I also have lots of fond memories of all the awesome toys from the eighties. Robots that did stuff (transform, combine to make bigger robots) were all the rage. Transformers and Voltron were big names. Pretty much all the cartoons were basically animated toy commercials so they all had their tie in toy lines. Oh, I had a Rambo Big Wheel.
As for tech, I vaguely remember atari, though we never owned one. Our friends down the street had a cd player, which my sister and I had no idea what the heck it was. We called the CDs "shiny records". We eventually got a Nintendo, but it was several years after its initial release (maybe even the early 90's). My dad was an engineer and he got a Hewlett Packard 286 at some point.
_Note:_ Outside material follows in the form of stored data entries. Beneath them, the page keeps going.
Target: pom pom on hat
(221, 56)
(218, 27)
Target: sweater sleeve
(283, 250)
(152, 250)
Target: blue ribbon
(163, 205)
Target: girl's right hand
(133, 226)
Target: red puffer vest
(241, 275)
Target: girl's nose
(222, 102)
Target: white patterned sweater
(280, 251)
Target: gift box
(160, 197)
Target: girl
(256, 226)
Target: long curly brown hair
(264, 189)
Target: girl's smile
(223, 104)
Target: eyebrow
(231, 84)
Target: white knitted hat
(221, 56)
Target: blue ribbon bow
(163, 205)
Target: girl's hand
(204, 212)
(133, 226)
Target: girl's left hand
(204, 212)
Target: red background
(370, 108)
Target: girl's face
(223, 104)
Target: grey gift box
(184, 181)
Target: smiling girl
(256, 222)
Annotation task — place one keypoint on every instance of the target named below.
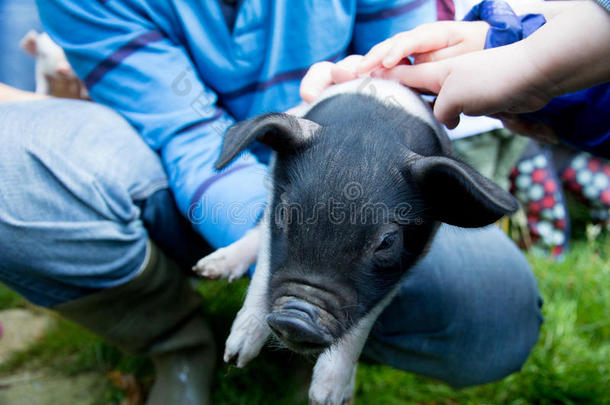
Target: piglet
(359, 186)
(54, 75)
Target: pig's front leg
(250, 330)
(231, 262)
(335, 370)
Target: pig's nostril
(296, 324)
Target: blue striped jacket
(181, 77)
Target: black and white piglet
(360, 184)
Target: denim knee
(68, 223)
(468, 314)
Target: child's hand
(427, 43)
(470, 83)
(324, 74)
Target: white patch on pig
(334, 372)
(250, 331)
(387, 91)
(231, 262)
(50, 59)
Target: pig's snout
(298, 324)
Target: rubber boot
(157, 314)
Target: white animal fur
(250, 331)
(232, 261)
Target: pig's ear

I also vaguely remember going to classic Disney re releases like Bambi and Pinocchio at the movie theater. I also remember seeing Song of the South air on tv before it got locked away. And 1989's Batman became an obsession of mine. I wasn't allowed to see it until it was aired in edited form on network tv but I had ALL the toys, bubble gum cards, etc. I was introduced to Batman via the Adam West reruns they aired on weekday afternoons in the 80's.
It's tough for me to separate the eighties from the early nineties b/c my childhood spanned them together.
So yeah, I was basically a child pop culture sponge, soaking up all the commercialism of my childhood. Ha!